His voice was completely flat. It did not sound like him. It sounded like a recording of a stranger. “When wasn’t I there?” I asked. I could feel the heat rising in my neck. “I have been in this house every single day.
I cleaned, I cooked, I took care of your mother when she was dying of cancer.
When wasn’t I here, David?” He finally looked up, his eyes bloodshot and watery. “Ask your sister. She knows exactly when. She is the one who told me about your trip to the motel in Columbus five years ago. She has the receipts, Ellen. She showed them to me.” I felt like the air had been sucked out of the room.
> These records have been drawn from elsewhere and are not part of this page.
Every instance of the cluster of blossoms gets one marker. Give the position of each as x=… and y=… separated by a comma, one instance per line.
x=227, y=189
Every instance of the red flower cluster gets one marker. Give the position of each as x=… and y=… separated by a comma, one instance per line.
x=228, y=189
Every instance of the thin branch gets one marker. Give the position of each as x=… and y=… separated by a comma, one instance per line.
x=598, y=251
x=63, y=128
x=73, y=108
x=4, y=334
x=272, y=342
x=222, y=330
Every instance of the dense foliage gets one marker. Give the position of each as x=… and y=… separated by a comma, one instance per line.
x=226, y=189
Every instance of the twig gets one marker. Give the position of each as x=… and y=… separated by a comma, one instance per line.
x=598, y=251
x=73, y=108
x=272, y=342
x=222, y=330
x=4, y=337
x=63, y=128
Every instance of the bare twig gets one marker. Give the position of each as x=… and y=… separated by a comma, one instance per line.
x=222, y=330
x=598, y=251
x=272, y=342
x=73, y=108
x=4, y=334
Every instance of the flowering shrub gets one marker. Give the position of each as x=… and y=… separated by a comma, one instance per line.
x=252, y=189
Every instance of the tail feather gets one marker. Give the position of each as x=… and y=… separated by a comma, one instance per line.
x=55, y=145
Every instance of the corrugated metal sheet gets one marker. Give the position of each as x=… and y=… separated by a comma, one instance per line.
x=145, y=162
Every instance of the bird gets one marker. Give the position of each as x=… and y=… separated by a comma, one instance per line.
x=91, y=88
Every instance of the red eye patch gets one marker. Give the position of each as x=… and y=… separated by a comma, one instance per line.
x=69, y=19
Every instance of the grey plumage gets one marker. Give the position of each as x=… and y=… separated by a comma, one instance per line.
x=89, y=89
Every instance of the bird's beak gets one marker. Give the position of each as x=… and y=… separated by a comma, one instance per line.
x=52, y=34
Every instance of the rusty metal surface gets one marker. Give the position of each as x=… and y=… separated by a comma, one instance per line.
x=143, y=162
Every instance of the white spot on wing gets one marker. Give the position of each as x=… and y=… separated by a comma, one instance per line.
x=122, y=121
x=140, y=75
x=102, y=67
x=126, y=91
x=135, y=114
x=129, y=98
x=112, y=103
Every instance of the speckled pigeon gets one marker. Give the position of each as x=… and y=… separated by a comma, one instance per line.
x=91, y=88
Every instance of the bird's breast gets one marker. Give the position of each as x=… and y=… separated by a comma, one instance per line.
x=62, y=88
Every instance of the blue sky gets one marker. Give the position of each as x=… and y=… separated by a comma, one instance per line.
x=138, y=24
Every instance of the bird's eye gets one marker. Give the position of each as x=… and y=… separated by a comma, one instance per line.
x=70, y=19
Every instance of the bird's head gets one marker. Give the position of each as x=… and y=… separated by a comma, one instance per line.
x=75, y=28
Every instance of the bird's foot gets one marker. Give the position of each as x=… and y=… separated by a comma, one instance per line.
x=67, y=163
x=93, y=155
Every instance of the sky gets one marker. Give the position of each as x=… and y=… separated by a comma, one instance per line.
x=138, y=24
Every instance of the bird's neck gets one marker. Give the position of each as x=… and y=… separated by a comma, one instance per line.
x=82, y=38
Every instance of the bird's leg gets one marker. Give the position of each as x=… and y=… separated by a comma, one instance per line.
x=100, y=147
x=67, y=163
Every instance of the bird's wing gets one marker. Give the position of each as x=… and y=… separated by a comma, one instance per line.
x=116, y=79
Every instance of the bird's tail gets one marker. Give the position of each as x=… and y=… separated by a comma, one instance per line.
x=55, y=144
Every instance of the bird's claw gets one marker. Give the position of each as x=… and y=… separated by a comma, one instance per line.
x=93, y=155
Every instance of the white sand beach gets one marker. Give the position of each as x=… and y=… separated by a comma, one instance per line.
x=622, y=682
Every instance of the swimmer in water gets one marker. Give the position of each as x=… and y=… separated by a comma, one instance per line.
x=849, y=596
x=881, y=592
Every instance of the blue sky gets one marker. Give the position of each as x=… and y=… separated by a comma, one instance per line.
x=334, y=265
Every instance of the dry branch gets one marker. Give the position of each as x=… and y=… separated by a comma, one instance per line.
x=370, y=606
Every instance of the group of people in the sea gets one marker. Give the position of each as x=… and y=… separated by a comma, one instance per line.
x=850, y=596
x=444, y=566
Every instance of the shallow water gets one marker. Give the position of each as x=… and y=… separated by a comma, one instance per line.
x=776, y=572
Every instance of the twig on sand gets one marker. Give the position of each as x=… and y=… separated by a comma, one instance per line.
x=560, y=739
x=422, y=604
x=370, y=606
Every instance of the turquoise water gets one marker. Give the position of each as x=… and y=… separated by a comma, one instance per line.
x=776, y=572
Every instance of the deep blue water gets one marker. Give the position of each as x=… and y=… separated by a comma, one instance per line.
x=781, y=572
A motel in Columbus? Five years ago, my mother was in the hospital. I did go to Columbus, but I stayed in the hospital chair for four days straight until she passed. My sister Sarah was supposed to be there, but she said she had a migraine.
I reached for my phone. My hands were shaking so badly I almost dropped it onto his plate. I dialed Sarah’s number and put it on speaker. It rang three times. When she answered, her voice was cheerful, the same voice she used when she wanted to borrow something.
“Hey, Ellen! What’s up?” she asked. I could hear her television in the background. It was some game show she always watched. “David is sitting here,” I said, my voice shaking. “He just told me that you told him I stayed at a motel in Columbus five years ago with another man.
Sarah, did you tell him that?” The cheerful tone vanished instantly. The silence on the other end of the line was long and cold. I could hear her breathing, a shallow, ragged sound.
She did not deny it immediately. That was the moment I knew.
“I… David, you weren’t supposed to say anything,” Sarah stammered. Her voice sounded small and guilty. “You promised you wouldn’t bring my name into this.” I looked at David. His face had gone completely pale. He looked at the phone, then at me. “Sarah,” he said, his voice cracking.
“She is saying she was at the hospital with your mother. Is that true?” “Of course it’s true!” I screamed. I could not hold it in anymore. “I was holding Mom’s hand when she took her last breath, David! Where did you think I was?
Why would you believe her over me?” The truth came out in ugly, jagged pieces over the next ten minutes. Sarah had been jealous of our life for years. She had been divorced twice, her finances were a mess, and she could not stand that David and I had made it to thirty years.